In order to fuel the human body's cells with glucose, or sugar, insulin is required. While the body continuously produces insulin, people with Type 2 diabetes, the most common form of diabetes, either do not produce enough insulin, or their bodies cannot use the insulin adequately. When there is not enough, or insulin is not used properly, glucose builds up in the blood instead of going into the body's cells. If not controlled properly, diabetes can increase the risk of heart disease, blindness, amputations, stroke, and high blood pressure.

The number of patients diagnosed with diabetes in the United States is alarming and continues to grow.

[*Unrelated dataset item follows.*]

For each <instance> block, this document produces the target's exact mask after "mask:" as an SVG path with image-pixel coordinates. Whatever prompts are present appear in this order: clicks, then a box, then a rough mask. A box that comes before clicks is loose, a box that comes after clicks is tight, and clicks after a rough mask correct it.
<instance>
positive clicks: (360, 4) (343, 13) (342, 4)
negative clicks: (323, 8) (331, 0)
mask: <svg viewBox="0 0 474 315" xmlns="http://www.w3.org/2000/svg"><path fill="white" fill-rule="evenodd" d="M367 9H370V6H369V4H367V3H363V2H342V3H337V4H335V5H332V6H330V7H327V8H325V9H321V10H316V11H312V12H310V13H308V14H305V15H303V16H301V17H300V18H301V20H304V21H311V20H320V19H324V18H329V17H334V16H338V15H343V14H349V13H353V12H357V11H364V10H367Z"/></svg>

According to the American Diabetes Association, nearly 26 million people in the United States have diabetes,2 with approximately 4.8 million depending on daily insulin injections to help them control and manage their diabetes.3 However, more than half of insulin users do not achieve their recommended target glucose levels for various reasons, including injection pain, or the embarrassment of injecting medication in public.

About the V-Go® Disposable Insulin Delivery Device

The V-Go® is a simple, fully disposable device for the delivery of basal-bolus insulin therapy in adults with Type 2 diabetes. The V-Go provides a continuous preset basal rate of insulin and allows for on-demand bolus dosing around mealtimes, thereby providing an alternative to taking multiple daily insulin injections.

The V-Go is small, lightweight and worn under the patients clothing. It measures just 2.4 x 1.3 x 0.5 inches and weighs approximately 1 ounce when filled with insulin. Patients apply a new V-Go to the skin daily for one 24-hour period. The V-Go is not electronic, making it easy to operate and use.

Important Risk Information: If regular adjustments or modifications to the basal rate of insulin are required in a 24-hour period, or if the amount of insulin used at meals requires adjustments of less than 2-Unit increments, use of the V-Go Disposable Insulin Delivery Device may result in hypoglycemia. The following conditions may occur during insulin therapy with the V-Go: hypoglycemia (low blood glucose) or hyperglycemia (high blood glucose). Other adverse reactions associated with V-Go use include skin irritation from the adhesive pad or infections at the infusion site. The V-Go should be removed before any magnetic resonance imaging (MRI) testing.